By Jill Gosche
Staff Writer
jgosche@advertiser-tribune.com
Article Photos

PHOTO BY JILL GOSCHE
Tiffin University students participate in a measurement activity at a mock crime scene on campus Thursday morning.
Two victims were on the ground, bullet casings were scattered around the yard, guns were nearby and yellow tape was stretched across the scene.
It was another day in the life of Tiffin University students learning about various situations within the criminal justice field.
Don Joseph, an adjunct professor of criminal justice and a sergeant at Seneca County Sheriff's Office, and Scott Blough, assistant professor of criminal justice and security studies, led students in a criminal investigations class through an exercise in drawing sketches of the mock crime scene Thursday morning.
"Now they're actually putting practice to the theory. ... (The goal) is to give them some real experience and to have them turn in a crime scene sketch," Joseph said.

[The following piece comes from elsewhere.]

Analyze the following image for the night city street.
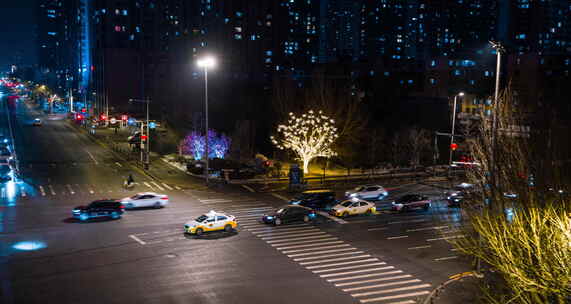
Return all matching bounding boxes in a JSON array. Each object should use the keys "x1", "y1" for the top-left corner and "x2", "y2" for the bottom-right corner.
[{"x1": 0, "y1": 0, "x2": 571, "y2": 304}]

Students took measurements of the crime scene and made rough sketches while participating in the activity, and they were to draw nicer sketches later.
"They'll list out the measurements," said Joseph, a detective.
Also Thursday morning, TU students in an evidence processing class taught by Michael Lewis, assistant professor of criminal justice and national security, visited John's Welding & Towing to learn how to process a vehicle involved in a crime or accident.
The activity involved students dividing into teams to inspect a previously wrecked green four-door Saturn. The car had mud on its tires, deployed airbags, scratches and a bent rim.
Students could examine the car, do blood analysis and scrape some of the paint.
"I have some fake blood in there," Lewis said.
Lewis, a retired police officer, said people assume the car had been involved in a crash but questioned whether there was more to the story. There are a lot of variables if there is no body or if there is no one to talk to, he said.
"Sometimes, things aren't always as they appear," he said.
Lewis told students a vehicle is mobile, and investigators need to see how it ended up at its current location.
"We have to look beyond where this is at," he said.